In the annual Barron's Roundtable (sub. req.) of top investment pros, Felix Zulauf, head of Switzerland's Zulauf Asset Management, makes a well-reasoned bull case for the precious metal palladium -- and names a stock pick:
Palladium has an even tighter market [than gold]. It is a white precious metal that was discovered about 200 years ago. It is usually found and mined together with nickel, copper and platinum. More than 50% comes from Russia. Palladium does not tarnish in the air and is the least dense of the platinum group. It is used in catalytic converters in the automobile industry and in jewelry, watchmaking, dentistry, surgical instruments and electrical contacts.
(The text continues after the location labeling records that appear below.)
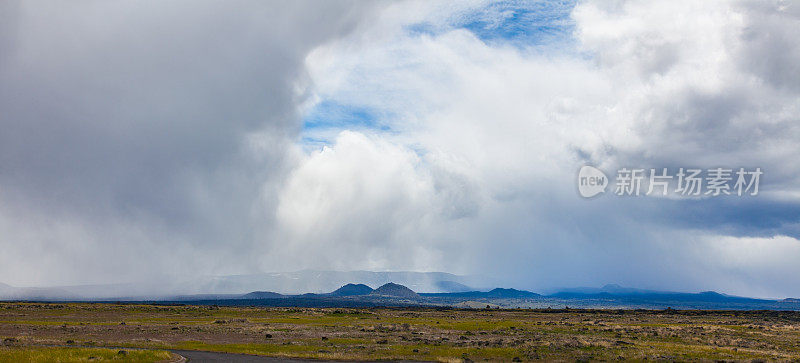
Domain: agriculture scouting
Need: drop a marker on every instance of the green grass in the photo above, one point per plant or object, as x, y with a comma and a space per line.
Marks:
57, 354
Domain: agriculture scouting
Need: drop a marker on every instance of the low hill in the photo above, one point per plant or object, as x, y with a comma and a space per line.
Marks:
261, 295
395, 290
352, 290
500, 293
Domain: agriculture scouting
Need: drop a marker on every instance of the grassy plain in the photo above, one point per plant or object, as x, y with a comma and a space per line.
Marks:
409, 334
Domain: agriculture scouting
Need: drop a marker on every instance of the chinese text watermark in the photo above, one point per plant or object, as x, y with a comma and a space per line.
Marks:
690, 182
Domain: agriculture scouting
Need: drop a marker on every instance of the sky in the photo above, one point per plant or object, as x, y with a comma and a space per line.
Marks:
147, 140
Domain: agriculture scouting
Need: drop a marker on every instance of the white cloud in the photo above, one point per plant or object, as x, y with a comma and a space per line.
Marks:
651, 84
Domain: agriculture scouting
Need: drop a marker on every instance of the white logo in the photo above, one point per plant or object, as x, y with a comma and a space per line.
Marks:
591, 181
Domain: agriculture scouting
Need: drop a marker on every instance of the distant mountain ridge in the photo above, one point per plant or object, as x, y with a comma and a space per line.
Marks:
395, 290
393, 293
353, 290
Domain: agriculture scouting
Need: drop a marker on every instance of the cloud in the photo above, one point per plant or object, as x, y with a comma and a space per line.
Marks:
138, 136
647, 84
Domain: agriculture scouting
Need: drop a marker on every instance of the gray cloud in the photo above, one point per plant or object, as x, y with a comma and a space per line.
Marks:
136, 116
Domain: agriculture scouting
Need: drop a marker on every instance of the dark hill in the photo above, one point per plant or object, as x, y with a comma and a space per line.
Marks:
500, 293
352, 290
395, 290
261, 295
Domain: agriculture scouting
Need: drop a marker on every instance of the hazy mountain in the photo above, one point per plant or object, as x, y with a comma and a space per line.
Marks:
353, 290
298, 282
500, 293
261, 295
395, 290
Barron's: How expensive is it?
Zulauf: The price shot up to about $1,000 an ounce in 2000. It was cornered by a hedge fund, and when the fund closed the price collapsed. Half the world's palladium comes from Russia, and Russia's Norilsk Nickel, the primary producer, does not give out any information. It can't sell palladium directly to consumers, and a lot of consumers have substituted platinum. Platinum has become expensive and now trades at $1,000 an ounce, while palladium has become cheap and trades at $270. The pendulum is going to swing back. The Russians are becoming more open, and costs will lead consumers to switch.
Barron's: How do you invest in palladium?
Zulauf: Buy Norilsk Nickel (OTCPK:NILSY). In addition to palladium, it accounts for about 20% of global nickel supply, 24% of platinum and 4% of copper... The company accounts for 5% of Russian exports. The market cap is $19 billion, and 62% of the stock is controlled by the chairman, Vladimir Potanin, and the CEO, Mikhail Prokhorov. Another 25% is held in ADRs, and 14% is held by other investors. The stock accounts for 7.5% of the MSCI Russia Index.
Norilsk earned about $10 per share in 2005, versus $8.78 in '04 and $4.14 in '03. The dividend yield is a bit over 2%. Today [Jan. 9] the company spun off its gold-production business. For each share of Norilsk, shareholders will receive one share of Polyus Gold, representing Norilsk's Siberian gold production plus 20% of the gold fields Norilsk owns. In 2004 Norilsk produced 34 tons of gold, or 20% of Russia's gold output....
This is a cheap mining company with which one can participate in the natural-resources boom I see continuing for several years. The majority owner, Potanin, is an oligarch, but is on very good terms with the Kremlin. Still, there is a higher risk here than in a U.S. utility stock or a five-year U.S. Treasury bond.